Five days later I awoke and the nurse dropped the tray she was holding, in shock. It was as if God had responded “Well, if you are sure. Ok.” back when I was asked that question.
Recent tests show no change in personality, no thought problems (in fact they were quite generous describing my intelligence!) and no lasting effects except the complete loss of taste and smell – a difficult life-sentence when one was a foodie.
But I lost one other thing as well. I lost the willingness to be quiet in the face of bullying, abandonment or abuse. And in today’s church, that is a debilitating loss which daily threatens my life.
My hero, soul-friend and guide, Richard Rohr says that there comes a turning point in men’s lives when there was a before and there is an after. It is usually in mid life and it usually involves great and terrible suffering. It is that point after which there is no longer a fear of death and so, in a strange way, no longer any fear at all.
The call on a priest’s life is to fight for the underdog. Sometimes that is a diocese, a person, a congregation, or a woman experiencing homelessness who wants and needs food from our walk-in refrigerator or would like to attend our Wednesday night meal. Sometimes it is a congregant being scolded for holding something the wrong way and sometimes it is just defending myself from abuse or neglect.
We humans have the most extraordinary inner compass for life. Even when we choose not to live, we live, because something has been placed within us which craves, grips and locks onto life. The truth is we are not safe. Those words are difficult to write but it is true. Many, many like me, chose to enter the church or monasteries seeking a safe place in which to be protected and nurtured when in fact that has never been its role; and, as it is slowly, quietly unfunded by the next generations, will increasingly be less safe as anxiety and scarcity grip it for the first time since the Viking invasions of its churches and monasteries in the Dark Ages.

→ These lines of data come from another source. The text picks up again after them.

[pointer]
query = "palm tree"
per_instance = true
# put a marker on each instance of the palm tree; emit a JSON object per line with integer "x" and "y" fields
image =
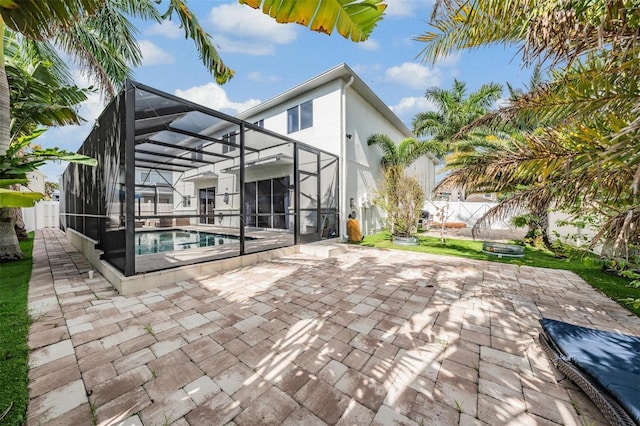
{"x": 455, "y": 111}
{"x": 401, "y": 197}
{"x": 99, "y": 37}
{"x": 585, "y": 159}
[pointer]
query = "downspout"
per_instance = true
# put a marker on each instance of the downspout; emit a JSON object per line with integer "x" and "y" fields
{"x": 343, "y": 159}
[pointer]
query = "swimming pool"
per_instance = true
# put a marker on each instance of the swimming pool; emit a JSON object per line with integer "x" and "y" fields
{"x": 148, "y": 242}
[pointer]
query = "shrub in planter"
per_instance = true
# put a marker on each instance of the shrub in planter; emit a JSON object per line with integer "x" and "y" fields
{"x": 402, "y": 198}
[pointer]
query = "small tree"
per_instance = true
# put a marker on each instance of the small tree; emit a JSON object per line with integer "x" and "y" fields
{"x": 401, "y": 197}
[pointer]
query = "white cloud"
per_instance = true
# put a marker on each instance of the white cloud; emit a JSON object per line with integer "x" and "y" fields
{"x": 154, "y": 55}
{"x": 242, "y": 21}
{"x": 408, "y": 107}
{"x": 213, "y": 96}
{"x": 362, "y": 69}
{"x": 247, "y": 47}
{"x": 261, "y": 78}
{"x": 449, "y": 60}
{"x": 370, "y": 44}
{"x": 413, "y": 75}
{"x": 166, "y": 28}
{"x": 402, "y": 8}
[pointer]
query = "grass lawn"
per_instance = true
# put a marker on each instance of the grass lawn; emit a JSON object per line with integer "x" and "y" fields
{"x": 583, "y": 264}
{"x": 14, "y": 327}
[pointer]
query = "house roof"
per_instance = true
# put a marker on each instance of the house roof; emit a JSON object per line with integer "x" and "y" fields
{"x": 344, "y": 72}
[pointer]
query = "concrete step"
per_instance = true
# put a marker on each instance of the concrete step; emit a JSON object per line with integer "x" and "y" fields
{"x": 324, "y": 248}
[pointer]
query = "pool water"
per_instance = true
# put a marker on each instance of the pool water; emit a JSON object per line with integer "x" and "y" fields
{"x": 171, "y": 240}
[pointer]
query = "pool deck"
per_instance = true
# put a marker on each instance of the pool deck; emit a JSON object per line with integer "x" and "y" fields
{"x": 370, "y": 337}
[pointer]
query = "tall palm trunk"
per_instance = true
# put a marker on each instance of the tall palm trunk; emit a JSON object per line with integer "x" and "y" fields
{"x": 5, "y": 114}
{"x": 9, "y": 245}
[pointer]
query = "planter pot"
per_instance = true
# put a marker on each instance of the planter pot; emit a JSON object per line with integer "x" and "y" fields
{"x": 406, "y": 241}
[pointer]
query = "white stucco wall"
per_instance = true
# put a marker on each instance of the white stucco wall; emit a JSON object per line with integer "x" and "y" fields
{"x": 361, "y": 171}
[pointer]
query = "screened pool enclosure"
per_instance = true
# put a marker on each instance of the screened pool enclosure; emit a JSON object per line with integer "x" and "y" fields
{"x": 178, "y": 184}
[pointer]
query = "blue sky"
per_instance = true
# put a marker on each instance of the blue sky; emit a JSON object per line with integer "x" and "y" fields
{"x": 269, "y": 58}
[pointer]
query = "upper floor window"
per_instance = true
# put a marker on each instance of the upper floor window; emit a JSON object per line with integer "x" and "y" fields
{"x": 300, "y": 117}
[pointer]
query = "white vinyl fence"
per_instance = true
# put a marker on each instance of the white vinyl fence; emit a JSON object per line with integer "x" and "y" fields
{"x": 470, "y": 212}
{"x": 45, "y": 214}
{"x": 464, "y": 211}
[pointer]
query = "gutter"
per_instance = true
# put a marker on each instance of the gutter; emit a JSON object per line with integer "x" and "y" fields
{"x": 343, "y": 157}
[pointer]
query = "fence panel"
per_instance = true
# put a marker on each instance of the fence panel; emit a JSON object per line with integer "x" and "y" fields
{"x": 45, "y": 214}
{"x": 465, "y": 212}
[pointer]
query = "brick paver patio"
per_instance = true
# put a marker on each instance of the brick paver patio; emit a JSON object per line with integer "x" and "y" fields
{"x": 371, "y": 337}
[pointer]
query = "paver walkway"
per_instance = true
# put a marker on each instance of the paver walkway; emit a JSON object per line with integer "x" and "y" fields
{"x": 372, "y": 337}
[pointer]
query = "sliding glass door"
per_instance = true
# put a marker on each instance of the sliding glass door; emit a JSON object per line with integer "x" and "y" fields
{"x": 267, "y": 203}
{"x": 207, "y": 199}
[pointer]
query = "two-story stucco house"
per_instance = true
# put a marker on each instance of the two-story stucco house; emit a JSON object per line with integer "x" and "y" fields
{"x": 180, "y": 185}
{"x": 335, "y": 112}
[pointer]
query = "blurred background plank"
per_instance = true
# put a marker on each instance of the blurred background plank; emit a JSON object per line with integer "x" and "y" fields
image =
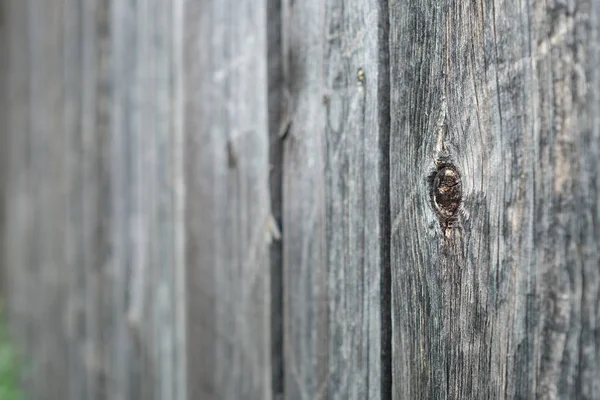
{"x": 91, "y": 264}
{"x": 228, "y": 219}
{"x": 334, "y": 196}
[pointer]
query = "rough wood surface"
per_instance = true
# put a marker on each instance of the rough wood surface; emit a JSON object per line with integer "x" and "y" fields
{"x": 89, "y": 255}
{"x": 334, "y": 68}
{"x": 228, "y": 220}
{"x": 498, "y": 299}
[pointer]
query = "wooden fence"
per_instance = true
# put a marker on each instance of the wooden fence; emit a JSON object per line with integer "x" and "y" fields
{"x": 317, "y": 199}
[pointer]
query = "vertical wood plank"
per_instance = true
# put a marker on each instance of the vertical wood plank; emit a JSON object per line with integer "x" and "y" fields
{"x": 336, "y": 75}
{"x": 92, "y": 236}
{"x": 228, "y": 222}
{"x": 494, "y": 299}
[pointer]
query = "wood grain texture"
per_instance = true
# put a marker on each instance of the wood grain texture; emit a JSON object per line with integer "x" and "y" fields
{"x": 335, "y": 73}
{"x": 501, "y": 300}
{"x": 228, "y": 219}
{"x": 89, "y": 248}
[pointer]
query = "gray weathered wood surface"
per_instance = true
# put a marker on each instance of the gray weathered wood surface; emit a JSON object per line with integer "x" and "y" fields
{"x": 335, "y": 73}
{"x": 91, "y": 268}
{"x": 259, "y": 199}
{"x": 228, "y": 220}
{"x": 503, "y": 302}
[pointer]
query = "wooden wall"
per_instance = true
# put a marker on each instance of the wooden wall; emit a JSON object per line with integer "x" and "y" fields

But God is safe. God will not protect us from bad things happening, usually. Nor will God always assist when we are abandoned or abused. God does not grab the hand of the person about to hit us nor does God necessarily shut down a growing cancer when we we ask for a miracle. Sometimes God does, but not usually. Instead, God moves in very, very, very close. God lingers when we suffer. God sits uncomfortably close and stares uncomfortably into our eyes, even when we look away or at the floor or at Kai-the-dog. And I notice that when look at Kai-the-dog in order to avoid looking at God’s disquieting closeness, Kai seems always to be looking just to the left or right of me. As if he sees something I do not. Can not. Will not. (As I write these words, his tail just thumped thrice against the floor, in another room!)
God lets us suffer so that we may become our full selves. It may seem unkind or even unfair. God grows us, on the inside, by way of our suffering. And especially for men, suffering is what makes us move from boy to man no matter in what year of life. In the end, God does not seek our happiness as much as God seeks our joy. And Joy is so different. Happiness is about pleasure, but joy is about transformation. And like Jesus, walking in the Easter garden with Mary of Mandala, Jesus calls all of us to turn a second time, not so that we may see Jesus’ new body, but that we may see our new soul.